とある日に、仕事場へ行くバスに乗る人たちを見たとき、“みんな輝いているな”と思いながら、自分の働き方を考えたら涙があふれてきてしまって。その時に、自分の可能性を試してみようかな、とふと思いました。
イタリアの家って結構大きくて、私の住んでいるところのキッチンも大きかったし調理器具もなんでもそろっていたので、ストレス発散のためにお菓子を作っていました。
私が一番行きたいなと思ったお店『パティスッチェリア』に持っていって“私は初心者ですけれど、このお店で働きたい。いいですか?”と直談判しに行ったんです。履歴書とかもなく、お菓子だけを作って持っていきました。焼き菓子とかではなく、ちょっと変わったお菓子で『モノポーションのケーキ』を6種類ぐらい持っていきました。
“これ家でできるってすごいね”、“意欲は認める”と当時のシェフに言っていただき、急転直下“明日から来てくれる?”と言われて、仕事を辞めてこの世界に飛び込むことになりました。
もともとこのお店で働く予定だったショコラティエの方がシェフと喧嘩していなくなってしまったこともあり、現場の人手が足りなかったという事情が背景にはありました。」
Q. 「パティスッチェリア」で初めて経験する、ものづくりの世界とお菓子づくりの厳しい環境と世界は、シェフにとってどんなものだったのでしょうか?

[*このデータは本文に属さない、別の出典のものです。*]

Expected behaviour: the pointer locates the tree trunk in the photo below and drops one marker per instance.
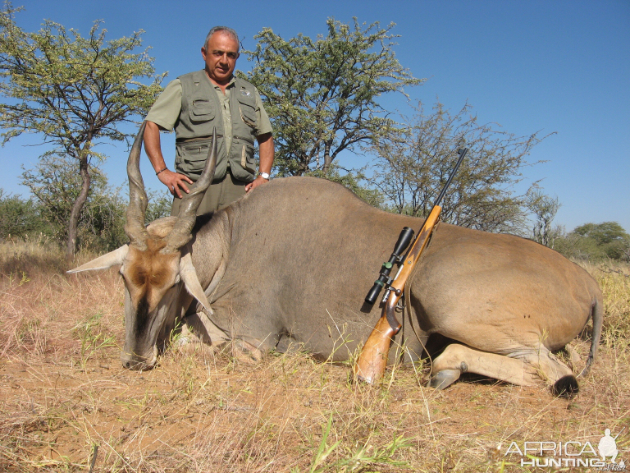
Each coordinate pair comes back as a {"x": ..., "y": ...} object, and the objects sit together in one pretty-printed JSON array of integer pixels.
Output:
[
  {"x": 73, "y": 223},
  {"x": 327, "y": 158}
]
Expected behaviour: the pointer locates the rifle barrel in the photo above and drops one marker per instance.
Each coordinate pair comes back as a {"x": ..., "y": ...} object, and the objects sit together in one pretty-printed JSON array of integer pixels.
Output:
[{"x": 462, "y": 153}]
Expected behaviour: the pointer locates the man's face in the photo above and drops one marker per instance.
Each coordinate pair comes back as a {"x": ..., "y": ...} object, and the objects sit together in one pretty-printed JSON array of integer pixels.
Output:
[{"x": 220, "y": 57}]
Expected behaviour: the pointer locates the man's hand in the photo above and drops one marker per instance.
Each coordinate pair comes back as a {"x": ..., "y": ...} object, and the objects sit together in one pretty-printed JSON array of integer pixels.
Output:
[
  {"x": 175, "y": 182},
  {"x": 257, "y": 182}
]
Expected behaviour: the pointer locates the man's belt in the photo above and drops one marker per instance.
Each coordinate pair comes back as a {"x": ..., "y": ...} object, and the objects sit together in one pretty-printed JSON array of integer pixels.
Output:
[{"x": 191, "y": 140}]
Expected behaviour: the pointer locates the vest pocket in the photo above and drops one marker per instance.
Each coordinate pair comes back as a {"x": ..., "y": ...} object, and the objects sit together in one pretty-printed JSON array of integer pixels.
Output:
[
  {"x": 248, "y": 112},
  {"x": 242, "y": 164},
  {"x": 191, "y": 157},
  {"x": 201, "y": 110}
]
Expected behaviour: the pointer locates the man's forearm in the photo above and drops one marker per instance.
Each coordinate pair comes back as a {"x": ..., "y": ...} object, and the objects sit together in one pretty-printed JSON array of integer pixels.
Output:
[{"x": 266, "y": 153}]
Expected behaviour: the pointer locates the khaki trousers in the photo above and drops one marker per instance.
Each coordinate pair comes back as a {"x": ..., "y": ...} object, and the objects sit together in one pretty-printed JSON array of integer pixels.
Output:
[{"x": 218, "y": 196}]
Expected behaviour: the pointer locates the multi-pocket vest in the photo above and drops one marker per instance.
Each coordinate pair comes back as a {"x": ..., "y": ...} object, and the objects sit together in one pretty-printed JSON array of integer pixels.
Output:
[{"x": 200, "y": 113}]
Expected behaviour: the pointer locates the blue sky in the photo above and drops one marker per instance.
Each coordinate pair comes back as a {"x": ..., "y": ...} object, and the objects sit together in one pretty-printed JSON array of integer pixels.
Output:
[{"x": 538, "y": 65}]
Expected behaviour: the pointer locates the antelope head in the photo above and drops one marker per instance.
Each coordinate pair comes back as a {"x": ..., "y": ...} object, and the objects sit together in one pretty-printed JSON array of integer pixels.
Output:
[{"x": 156, "y": 265}]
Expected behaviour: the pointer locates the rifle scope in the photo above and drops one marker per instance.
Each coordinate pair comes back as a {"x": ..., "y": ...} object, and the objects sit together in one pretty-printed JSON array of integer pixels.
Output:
[{"x": 406, "y": 236}]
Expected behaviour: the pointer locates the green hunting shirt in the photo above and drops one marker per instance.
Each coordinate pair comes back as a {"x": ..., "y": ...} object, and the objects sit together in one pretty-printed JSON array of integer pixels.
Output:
[{"x": 166, "y": 110}]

加藤シェフ「楽しかったですね。ショコラティエの人がいなくなったということもあり、最初から結構高度な技術を任せられて。例えばテンパリングをお店に入って3日目からやらされましたね。“ガリバルディーニ”という、オレンジにチョコレートをつけたお菓子をひたすら作り続けていました。早く学び得て手となる人が欲しいシェフと、学びたい私との歯車もうまく噛み合った瞬間でした。

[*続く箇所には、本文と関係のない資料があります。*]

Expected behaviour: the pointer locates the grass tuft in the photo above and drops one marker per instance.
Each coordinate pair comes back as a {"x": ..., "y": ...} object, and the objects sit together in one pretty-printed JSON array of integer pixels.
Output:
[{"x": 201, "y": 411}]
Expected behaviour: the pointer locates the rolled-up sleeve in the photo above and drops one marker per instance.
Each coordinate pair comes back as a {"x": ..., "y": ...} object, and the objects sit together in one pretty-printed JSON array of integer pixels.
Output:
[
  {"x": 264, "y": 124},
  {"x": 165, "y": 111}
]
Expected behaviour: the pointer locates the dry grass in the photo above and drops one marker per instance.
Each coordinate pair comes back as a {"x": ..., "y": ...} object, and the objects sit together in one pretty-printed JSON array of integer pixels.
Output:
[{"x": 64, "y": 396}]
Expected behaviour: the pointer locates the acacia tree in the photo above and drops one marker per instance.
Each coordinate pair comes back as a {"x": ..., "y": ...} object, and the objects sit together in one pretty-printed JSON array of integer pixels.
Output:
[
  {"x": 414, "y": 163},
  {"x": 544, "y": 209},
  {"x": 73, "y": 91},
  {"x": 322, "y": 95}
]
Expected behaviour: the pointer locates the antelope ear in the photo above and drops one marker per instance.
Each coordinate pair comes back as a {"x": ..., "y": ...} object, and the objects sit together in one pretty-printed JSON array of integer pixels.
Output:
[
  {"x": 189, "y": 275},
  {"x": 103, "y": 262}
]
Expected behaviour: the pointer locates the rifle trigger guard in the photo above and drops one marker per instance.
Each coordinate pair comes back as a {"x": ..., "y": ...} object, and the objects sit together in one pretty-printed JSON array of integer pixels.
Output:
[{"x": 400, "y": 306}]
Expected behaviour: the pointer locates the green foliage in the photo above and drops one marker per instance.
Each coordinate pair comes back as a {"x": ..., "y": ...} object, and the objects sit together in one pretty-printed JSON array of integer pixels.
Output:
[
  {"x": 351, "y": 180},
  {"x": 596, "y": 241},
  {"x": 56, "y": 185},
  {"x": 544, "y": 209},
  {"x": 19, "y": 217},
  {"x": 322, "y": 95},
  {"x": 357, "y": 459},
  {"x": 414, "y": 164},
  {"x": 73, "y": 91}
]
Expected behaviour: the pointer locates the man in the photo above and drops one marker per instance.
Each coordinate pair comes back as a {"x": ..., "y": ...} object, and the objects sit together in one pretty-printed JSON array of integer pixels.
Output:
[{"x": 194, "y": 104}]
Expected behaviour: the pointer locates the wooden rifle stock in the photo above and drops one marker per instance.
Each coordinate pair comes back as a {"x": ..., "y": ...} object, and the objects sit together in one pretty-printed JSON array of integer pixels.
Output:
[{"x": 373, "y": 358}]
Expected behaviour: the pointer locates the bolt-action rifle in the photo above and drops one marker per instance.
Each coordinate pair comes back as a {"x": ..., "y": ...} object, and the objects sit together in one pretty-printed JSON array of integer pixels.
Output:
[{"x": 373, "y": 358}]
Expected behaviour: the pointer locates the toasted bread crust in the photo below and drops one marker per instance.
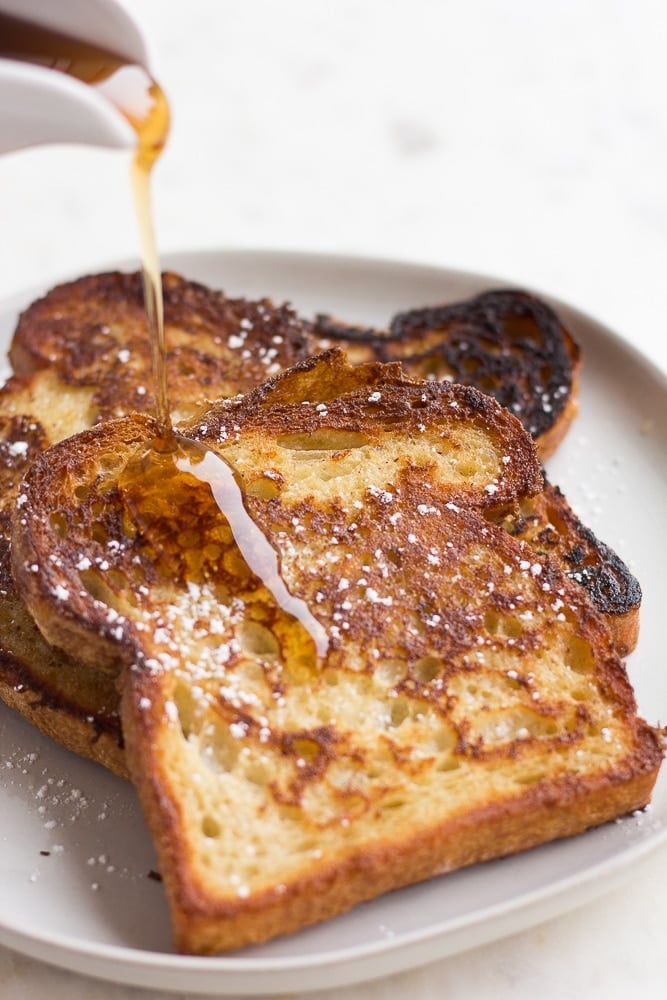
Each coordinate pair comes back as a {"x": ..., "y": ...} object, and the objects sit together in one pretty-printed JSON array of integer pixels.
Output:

すごくいい師弟関係というか、人間性にあふれたシェフに恵まれたこともあり、もちろん厳しいところはたくさんありましたが、親が子供にするような厳しさといいますか、人間的には“嘘のない厳しさ”だったからすごく理解ができたんです。」
「私がどうしてそこの店をやめたかというと、やめた理由をシェフも知っていて、製菓の製造技術に疑問を持ったことが大きな理由です。お菓子が保存ベースで、ほとんどが冷蔵組み立てで作られていることが私はまったく理解できなかったというか、自分には合っていないと感じました。

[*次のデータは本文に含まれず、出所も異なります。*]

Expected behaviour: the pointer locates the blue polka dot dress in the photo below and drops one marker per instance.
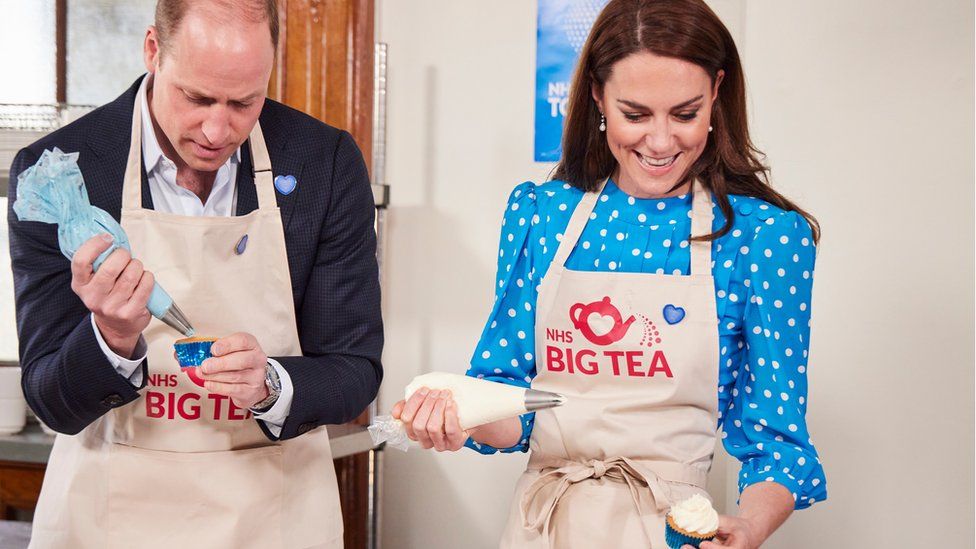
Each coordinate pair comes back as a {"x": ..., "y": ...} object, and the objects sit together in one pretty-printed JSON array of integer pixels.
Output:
[{"x": 763, "y": 271}]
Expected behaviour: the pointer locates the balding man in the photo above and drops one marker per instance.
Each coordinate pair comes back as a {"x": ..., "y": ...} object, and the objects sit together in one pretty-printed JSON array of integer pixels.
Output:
[{"x": 258, "y": 220}]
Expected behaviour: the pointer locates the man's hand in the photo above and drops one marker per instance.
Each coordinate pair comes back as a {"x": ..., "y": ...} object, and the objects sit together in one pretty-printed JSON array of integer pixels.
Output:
[
  {"x": 237, "y": 370},
  {"x": 116, "y": 295}
]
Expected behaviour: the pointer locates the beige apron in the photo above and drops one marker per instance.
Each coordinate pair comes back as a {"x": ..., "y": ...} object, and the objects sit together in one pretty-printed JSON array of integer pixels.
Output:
[
  {"x": 636, "y": 355},
  {"x": 180, "y": 467}
]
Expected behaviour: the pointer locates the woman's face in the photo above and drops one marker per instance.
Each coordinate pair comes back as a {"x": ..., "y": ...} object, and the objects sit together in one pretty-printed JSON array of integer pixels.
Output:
[{"x": 658, "y": 110}]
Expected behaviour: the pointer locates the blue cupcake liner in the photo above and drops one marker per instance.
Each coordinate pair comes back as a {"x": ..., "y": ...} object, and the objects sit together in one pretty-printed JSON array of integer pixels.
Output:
[
  {"x": 676, "y": 539},
  {"x": 192, "y": 353}
]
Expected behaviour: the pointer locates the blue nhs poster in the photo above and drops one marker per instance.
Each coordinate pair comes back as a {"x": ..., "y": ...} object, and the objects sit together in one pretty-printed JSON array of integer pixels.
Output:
[{"x": 563, "y": 28}]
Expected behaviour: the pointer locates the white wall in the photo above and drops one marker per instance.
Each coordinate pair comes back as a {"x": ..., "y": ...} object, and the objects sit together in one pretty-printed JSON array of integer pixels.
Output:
[{"x": 865, "y": 110}]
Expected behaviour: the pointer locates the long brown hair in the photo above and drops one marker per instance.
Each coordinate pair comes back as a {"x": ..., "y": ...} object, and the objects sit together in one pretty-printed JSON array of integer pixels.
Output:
[{"x": 682, "y": 29}]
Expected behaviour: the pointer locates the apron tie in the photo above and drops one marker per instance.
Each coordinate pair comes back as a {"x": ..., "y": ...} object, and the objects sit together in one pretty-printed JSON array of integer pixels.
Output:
[{"x": 540, "y": 499}]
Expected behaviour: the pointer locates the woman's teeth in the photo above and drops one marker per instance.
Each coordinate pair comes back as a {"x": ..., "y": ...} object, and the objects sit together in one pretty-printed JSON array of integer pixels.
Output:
[{"x": 656, "y": 162}]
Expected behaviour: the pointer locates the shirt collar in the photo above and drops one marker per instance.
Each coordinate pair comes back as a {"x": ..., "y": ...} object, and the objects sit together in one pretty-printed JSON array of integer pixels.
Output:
[{"x": 152, "y": 153}]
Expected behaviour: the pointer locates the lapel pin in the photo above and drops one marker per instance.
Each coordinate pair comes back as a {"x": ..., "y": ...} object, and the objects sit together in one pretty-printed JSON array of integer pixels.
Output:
[
  {"x": 285, "y": 184},
  {"x": 673, "y": 315},
  {"x": 241, "y": 245}
]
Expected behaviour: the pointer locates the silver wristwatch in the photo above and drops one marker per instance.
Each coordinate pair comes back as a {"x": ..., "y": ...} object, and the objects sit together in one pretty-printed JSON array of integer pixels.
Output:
[{"x": 274, "y": 390}]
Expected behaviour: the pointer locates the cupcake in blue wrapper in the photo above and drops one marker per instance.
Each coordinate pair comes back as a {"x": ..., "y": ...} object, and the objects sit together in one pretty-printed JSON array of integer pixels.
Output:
[
  {"x": 691, "y": 522},
  {"x": 192, "y": 351}
]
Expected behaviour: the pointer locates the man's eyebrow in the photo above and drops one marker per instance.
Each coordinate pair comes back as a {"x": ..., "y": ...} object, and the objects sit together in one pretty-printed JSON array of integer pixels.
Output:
[
  {"x": 201, "y": 95},
  {"x": 636, "y": 105}
]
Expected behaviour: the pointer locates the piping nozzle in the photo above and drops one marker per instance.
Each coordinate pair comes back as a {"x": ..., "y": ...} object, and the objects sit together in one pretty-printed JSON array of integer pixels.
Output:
[{"x": 541, "y": 400}]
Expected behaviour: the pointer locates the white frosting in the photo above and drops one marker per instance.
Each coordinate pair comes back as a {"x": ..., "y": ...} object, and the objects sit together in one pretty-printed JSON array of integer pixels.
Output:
[
  {"x": 478, "y": 401},
  {"x": 695, "y": 515}
]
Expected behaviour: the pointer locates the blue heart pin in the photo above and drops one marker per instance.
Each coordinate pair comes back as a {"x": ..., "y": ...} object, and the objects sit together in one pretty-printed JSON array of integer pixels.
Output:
[
  {"x": 673, "y": 315},
  {"x": 286, "y": 184},
  {"x": 241, "y": 245}
]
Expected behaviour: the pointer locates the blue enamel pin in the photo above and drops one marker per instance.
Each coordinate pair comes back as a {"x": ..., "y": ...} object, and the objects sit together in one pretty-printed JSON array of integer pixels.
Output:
[
  {"x": 241, "y": 245},
  {"x": 673, "y": 315},
  {"x": 286, "y": 184}
]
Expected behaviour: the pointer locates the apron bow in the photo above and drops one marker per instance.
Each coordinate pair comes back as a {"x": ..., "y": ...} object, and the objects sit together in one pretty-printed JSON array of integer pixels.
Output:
[{"x": 540, "y": 499}]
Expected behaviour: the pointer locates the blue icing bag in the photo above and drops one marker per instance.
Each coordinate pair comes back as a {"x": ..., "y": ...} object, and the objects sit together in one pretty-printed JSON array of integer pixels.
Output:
[{"x": 53, "y": 191}]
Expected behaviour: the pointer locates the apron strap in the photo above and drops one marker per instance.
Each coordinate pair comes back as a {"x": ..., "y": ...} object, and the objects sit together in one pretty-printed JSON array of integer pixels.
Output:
[
  {"x": 701, "y": 224},
  {"x": 263, "y": 179},
  {"x": 539, "y": 501},
  {"x": 132, "y": 182},
  {"x": 576, "y": 224}
]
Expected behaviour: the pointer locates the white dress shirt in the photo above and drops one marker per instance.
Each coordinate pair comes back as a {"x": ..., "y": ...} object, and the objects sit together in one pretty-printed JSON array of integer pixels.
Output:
[{"x": 168, "y": 197}]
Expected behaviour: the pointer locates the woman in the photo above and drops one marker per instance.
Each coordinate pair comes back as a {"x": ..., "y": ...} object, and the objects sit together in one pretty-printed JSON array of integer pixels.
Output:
[{"x": 610, "y": 281}]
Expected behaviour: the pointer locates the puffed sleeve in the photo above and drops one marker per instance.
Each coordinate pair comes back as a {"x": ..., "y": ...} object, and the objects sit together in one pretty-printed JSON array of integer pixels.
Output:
[
  {"x": 505, "y": 352},
  {"x": 765, "y": 425}
]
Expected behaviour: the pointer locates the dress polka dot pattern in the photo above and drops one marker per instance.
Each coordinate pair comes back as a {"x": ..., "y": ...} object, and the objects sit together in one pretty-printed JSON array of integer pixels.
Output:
[{"x": 763, "y": 271}]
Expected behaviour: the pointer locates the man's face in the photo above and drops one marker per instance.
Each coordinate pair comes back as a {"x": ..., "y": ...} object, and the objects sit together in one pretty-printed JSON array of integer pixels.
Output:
[{"x": 208, "y": 85}]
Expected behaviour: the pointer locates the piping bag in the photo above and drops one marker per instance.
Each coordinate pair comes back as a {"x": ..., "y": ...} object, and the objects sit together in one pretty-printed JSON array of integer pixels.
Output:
[
  {"x": 53, "y": 191},
  {"x": 479, "y": 401}
]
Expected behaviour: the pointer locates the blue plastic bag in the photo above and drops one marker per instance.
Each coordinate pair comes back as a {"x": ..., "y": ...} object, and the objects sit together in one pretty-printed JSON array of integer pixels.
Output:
[{"x": 53, "y": 191}]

一日一日、もっと素材と向き合った仕事をしたいと感じたんです。それをシェフに話した時に『やっぱりそうだと思っていたよ、たぶんあなたは料理という世界で、自分が思うものを作るほうが合っているんじゃないか』と言われて、驚きました。それに人手がない中で普通は“残ってくれ”というところを、次の職場が決まった時にシェフ自身は喜んでくれたんです。」
Q.その後レストランの道へ進まれる時に、名店「オステリア・フランチェスカーナ」ではポスターほどのサイズがある特大の自作履歴書を、同じく特大の封筒に入れた話が有名だと思いますが、レストランシェフ時代は加藤シェフにとってどんな時間でしたでしょうか?
加藤シェフ「楽しいと思う反面、すごく厳しい世界でした。日本では女性シェフは多数いらっしゃると思いますが、イタリアではほとんど見ないです。環境が厳しいというのもあるけれど、“女性が泣いていると、仕事にならない”そんな世界だったので、冷凍庫の前で何度泣いたことか。冷凍庫だと、目が腫れないんですよ(笑)。」
Q.そんな中でも、辞めることがなかったのはどうしてでしょうか?
加藤シェフ「それが当たり前だと思ったからです。みんなそう。190cmを超えるようながっしりとした男の子だって、泣いていましたよ。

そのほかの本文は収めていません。